Duodeno-ileal diversion with self-forming magnets in a sutureless neodymium anastomosis procedure (SNAP) for weight recidivism after sleeve gastrectomy: feasibility and 9-month results

Surg Endosc. 2024 Sep;38(9):5199-5206. doi: 10.1007/s00464-024-11090-5. Epub 2024 Jul 23.

Abstract

Background: The sleeve gastrectomy (SG) has become the most common bariatric procedure worldwide. However, insufficient weight loss or weight recidivism is frequent, which may require effective and safe revisional procedures.

Objective: To determine the technical feasibility and safety of a minimally invasive, duodeno-ileal side-to-side anastomosis using a Sutureless Neodymium Anastomosis Procedure (SNAP) for patients with weight recidivism or inadequate weight loss following SG.

Methods: This is a prospective, single-arm, open-label pilot study that enrolled patients with obesity to assist in weight reduction following an SG performed > 12 months prior. For the SNAP, self-assembling magnets were deployed into the ileum (laparoscopically) and duodenum (per-oral endoscopy). Magnets were coupled under laparoscopic and fluoroscopic guidance to create a compression anastomosis. The primary endpoints were technical feasibility, weight loss, and rate of serious adverse events (SAEs).

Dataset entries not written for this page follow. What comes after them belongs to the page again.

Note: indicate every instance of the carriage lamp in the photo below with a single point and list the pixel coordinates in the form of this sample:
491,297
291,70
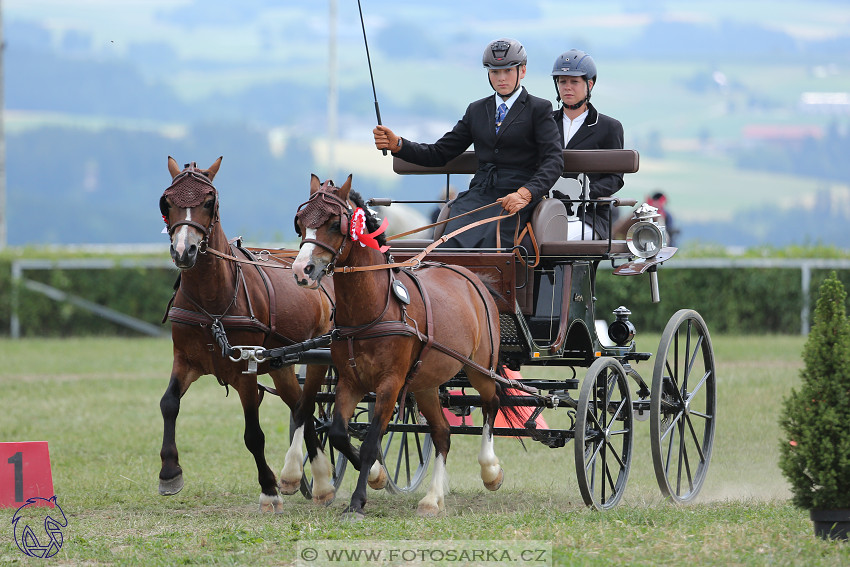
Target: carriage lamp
621,331
645,238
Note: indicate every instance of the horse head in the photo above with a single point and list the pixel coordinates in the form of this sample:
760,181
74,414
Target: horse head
323,223
189,208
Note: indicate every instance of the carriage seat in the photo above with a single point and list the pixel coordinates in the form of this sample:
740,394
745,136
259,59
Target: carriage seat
549,223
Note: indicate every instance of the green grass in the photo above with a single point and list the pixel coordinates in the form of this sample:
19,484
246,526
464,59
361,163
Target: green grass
96,402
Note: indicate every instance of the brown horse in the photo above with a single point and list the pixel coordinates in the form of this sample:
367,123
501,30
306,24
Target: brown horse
255,306
394,333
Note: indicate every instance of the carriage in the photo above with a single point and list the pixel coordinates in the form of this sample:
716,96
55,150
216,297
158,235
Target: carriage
546,316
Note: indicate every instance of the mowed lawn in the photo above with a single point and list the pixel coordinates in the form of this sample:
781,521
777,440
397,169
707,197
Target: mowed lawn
96,401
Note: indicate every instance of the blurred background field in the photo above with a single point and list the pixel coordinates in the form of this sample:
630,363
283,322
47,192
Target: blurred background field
739,109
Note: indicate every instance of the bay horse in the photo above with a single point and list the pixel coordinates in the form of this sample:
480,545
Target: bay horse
396,333
255,305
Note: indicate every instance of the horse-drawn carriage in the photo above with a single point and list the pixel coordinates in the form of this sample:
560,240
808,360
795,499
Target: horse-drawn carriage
544,299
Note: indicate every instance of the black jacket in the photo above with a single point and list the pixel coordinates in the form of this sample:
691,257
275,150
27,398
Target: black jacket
598,132
525,153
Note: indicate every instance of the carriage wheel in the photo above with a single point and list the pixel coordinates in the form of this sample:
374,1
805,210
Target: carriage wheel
603,434
682,406
406,455
322,418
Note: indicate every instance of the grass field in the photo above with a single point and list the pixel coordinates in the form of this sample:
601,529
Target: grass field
96,401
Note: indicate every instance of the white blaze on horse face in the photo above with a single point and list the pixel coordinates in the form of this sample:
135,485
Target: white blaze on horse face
304,259
180,240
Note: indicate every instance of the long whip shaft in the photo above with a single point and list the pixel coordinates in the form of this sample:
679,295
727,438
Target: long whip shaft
371,76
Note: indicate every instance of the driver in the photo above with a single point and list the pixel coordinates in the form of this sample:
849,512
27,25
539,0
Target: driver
516,143
581,127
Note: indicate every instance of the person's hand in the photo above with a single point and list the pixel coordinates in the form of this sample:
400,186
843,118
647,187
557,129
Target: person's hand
515,201
385,139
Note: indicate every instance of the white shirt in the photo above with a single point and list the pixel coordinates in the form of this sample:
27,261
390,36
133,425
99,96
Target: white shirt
572,126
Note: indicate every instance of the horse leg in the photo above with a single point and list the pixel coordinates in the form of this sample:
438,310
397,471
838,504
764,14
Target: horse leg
255,441
491,471
305,432
344,404
384,405
434,501
171,474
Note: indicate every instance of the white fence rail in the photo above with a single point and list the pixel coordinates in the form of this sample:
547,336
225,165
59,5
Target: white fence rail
18,280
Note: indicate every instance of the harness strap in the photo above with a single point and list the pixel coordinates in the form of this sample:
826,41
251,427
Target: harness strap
270,291
417,260
438,223
266,263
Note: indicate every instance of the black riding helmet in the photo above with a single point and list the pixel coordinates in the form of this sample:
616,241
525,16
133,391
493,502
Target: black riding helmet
504,53
574,63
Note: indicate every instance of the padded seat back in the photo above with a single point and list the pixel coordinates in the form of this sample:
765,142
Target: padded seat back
549,221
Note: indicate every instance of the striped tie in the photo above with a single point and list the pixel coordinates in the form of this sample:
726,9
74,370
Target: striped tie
500,115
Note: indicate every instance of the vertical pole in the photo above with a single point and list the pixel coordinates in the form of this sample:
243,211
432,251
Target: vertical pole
332,90
17,275
806,273
3,216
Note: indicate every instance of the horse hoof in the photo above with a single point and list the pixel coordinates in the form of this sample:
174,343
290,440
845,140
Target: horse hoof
496,483
172,486
381,482
428,510
289,488
324,499
353,516
271,504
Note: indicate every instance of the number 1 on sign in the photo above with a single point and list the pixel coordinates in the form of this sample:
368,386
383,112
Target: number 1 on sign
18,460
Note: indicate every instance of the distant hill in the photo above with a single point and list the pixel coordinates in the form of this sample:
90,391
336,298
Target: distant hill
97,97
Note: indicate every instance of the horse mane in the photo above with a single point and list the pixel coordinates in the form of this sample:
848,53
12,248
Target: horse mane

Results: Successful duodeno-ileal diversions were created with SNAP in 27 participants (mean age: 50.6 ± 9.1, mean BMI: 38.1 ± 4.6 kg/m2) with no device-related serious adverse events. Upper endoscopy at 3 months confirmed patent, healthy anastomoses in all patients. At 9 months, patients (n = 24) experienced 11.9 ± 6.2%, 14.5 ± 10.8%, and 17.0 ± 13.9% TBWL at 3, 6, and 9 months, respectively. There were no device-related SAEs.

Conclusion: The SNAP is technically feasible and relatively safe, with all patients presenting widely patent anastomosis at 3 months. Patients experienced a progressive, clinically meaningful weight loss. Further studies are needed to confirm our findings.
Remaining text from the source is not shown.